Trump administration to add new screening for refugees
New guidelines will apply to applicants who have already been pre-screened (Reuters)
The Trump administration will require all refugees to provide information about their whereabouts going back a decade, twice as long as before, during screening for admission to the United States, starting on Wednesday, according to a State Department document seen by Reuters.
The US government is also pausing requests for advanced security screening, effectively halting the admission of most adult male refugees from the 11 countries that require such screening.
The government has instructed organisations that process refugees abroad not to put in requests for that kind of screening, known as a Security Advisory Opinion (SAO), until new guidelines are sent.
As of the end of 2016, SAOs were required for most adult male nationals of Egypt, Iran, Iraq, Libya, Mali, North Korea, Somalia, South Sudan, Sudan, Syria and Yemen, as well as for some Palestinians, according to a State Department document seen by Reuters. Three sources familiar with refugee processing said that list was still current.
The changes, which the memo said will take effect on Wednesday, come at the end of a 120-day ban on most refugees that was ordered by President Donald Trump to allow a review of vetting processes. The 120 days are up on Tuesday.
With the refugee ban expiring, the Supreme Court on Tuesday dismissed the second of two cases it took up in June challenging travel restrictions the administration announced in March. This means the court will not rule on whether the refugee ban or the separate, now-expired 90-day ban on people entering the US from six predominantly Muslim countries were lawful.
Trump's new travel restrictions announced on 24 September affect eight countries and have also been challenged in court. Two different judges have blocked the new policy, which does not include a refugee ban.
Trump took office in January with a goal of sharply cutting refugee admissions, in line with the hard-line immigration policies that were a focal point of the Republican’s 2016 election campaign. He quickly issued the temporary bans on refugees and travelers from some Middle Eastern and African countries that were challenged in court.
Opponents of the bans argued that the policies were aimed at barring Muslims from the United States. The administration argued that its travel ban and security changes were meant to protect the United States from terrorist acts.
The State Department memo outlines few new procedures for refugee screening, but it strengthens some existing ones. Going forward, for example, all refugees will have to provide "phone, email and address information going back ten years instead of five" for all places where they have lived for more than 30 days.
The memo also says the US government will require the collection of current phone and email addresses for all family members of refugees. At present, that information is usually collected only for relatives with connections to the United States, according to a person familiar with refugee processing.
US Ambassador to the UN Nikki Haley meets South Sudanese refugees at camp in Gambella, Ethiopia, 24 October (Reuters)
The new requirements will put an additional burden on refugees fleeing war, famine or ethnic cleansing, whose lives have often been upended and whose family members may be scattered across the world, refugee advocates said.
A White House spokeswoman declined to comment on the new procedures, referring questions to the Department of Homeland Security.

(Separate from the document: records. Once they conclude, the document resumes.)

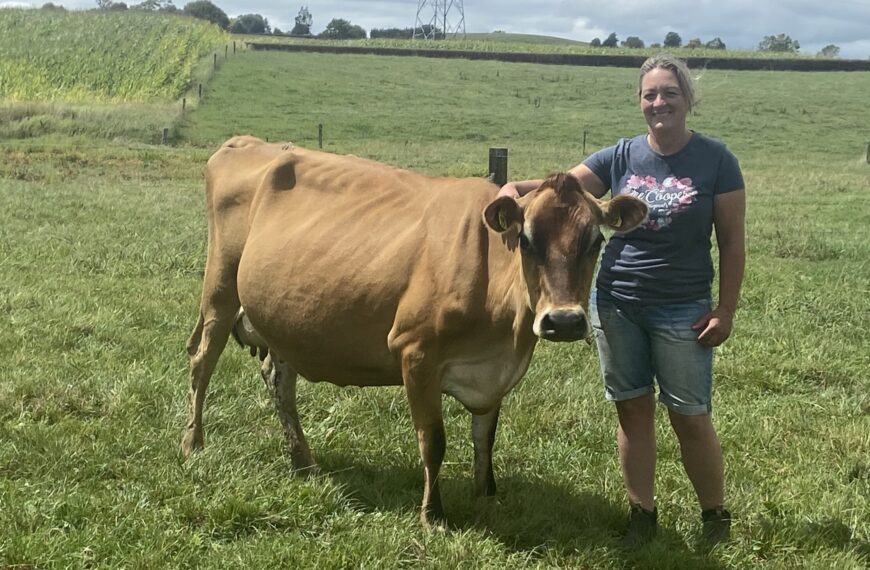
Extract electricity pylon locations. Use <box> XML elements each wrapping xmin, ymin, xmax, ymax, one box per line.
<box><xmin>414</xmin><ymin>0</ymin><xmax>466</xmax><ymax>39</ymax></box>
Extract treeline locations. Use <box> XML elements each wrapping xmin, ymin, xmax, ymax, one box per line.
<box><xmin>590</xmin><ymin>31</ymin><xmax>841</xmax><ymax>58</ymax></box>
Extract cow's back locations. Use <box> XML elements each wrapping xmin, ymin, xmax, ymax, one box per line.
<box><xmin>236</xmin><ymin>146</ymin><xmax>502</xmax><ymax>387</ymax></box>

DHS spokesman Dave Lapan said there would be an announcement on refugees later on Tuesday.
A State Department official declined to answer questions about the changes, but said the administration had conducted the refugee screening review "to uphold the safety of the American people" and added the conclusion of the review would be made public soon.
Pause on enhanced screening
The new screening guidelines will apply not only to refugees starting the pre-screening process but also to those who have already been pre-screened and are scheduled for a more extensive interview, according to the State Department document.
The document also said that anyone who had already completed the interview process and been referred for an SAO, a higher level of security screening by multiple federal agencies, would have to be re-interviewed to ask the additional questions.
The memo said that refugee processing centres abroad will not be able to request new SAOs for refugees until there is further guidance from the government. The centres request the SAOs on the basis of guidelines issued by the US government.
Reuters reported last week that the Trump administration was considering expanding the mandatory SAOs to include women from the 11 countries. It was not immediately clear if that change had been finalised and will be part of the new refugee vetting process.
It was also not clear when the State Department would issue the further guidance referenced in the memo. Without a completed SAO, refugees from those countries will not be able to travel to the United States, advocates said.
Citizens of the 11 countries, plus Palestinians, comprised 44 percent of the nearly 54,000 refugees admitted into the United States in the 2017 fiscal year, according to State Department data.
Of the countries, Iraq, Syria, Somalia and Iran sent by far the most refugees to the United States. All but two of the countries, North Korea and South Sudan, are majority Muslim, though many of the refugees that come from those countries are religious minorities in their own states.
Of the nearly 2,600 Iranian refugees who resettled in the United States as refugees last year, for instance, a majority were of various Christian sects, according to State Department data.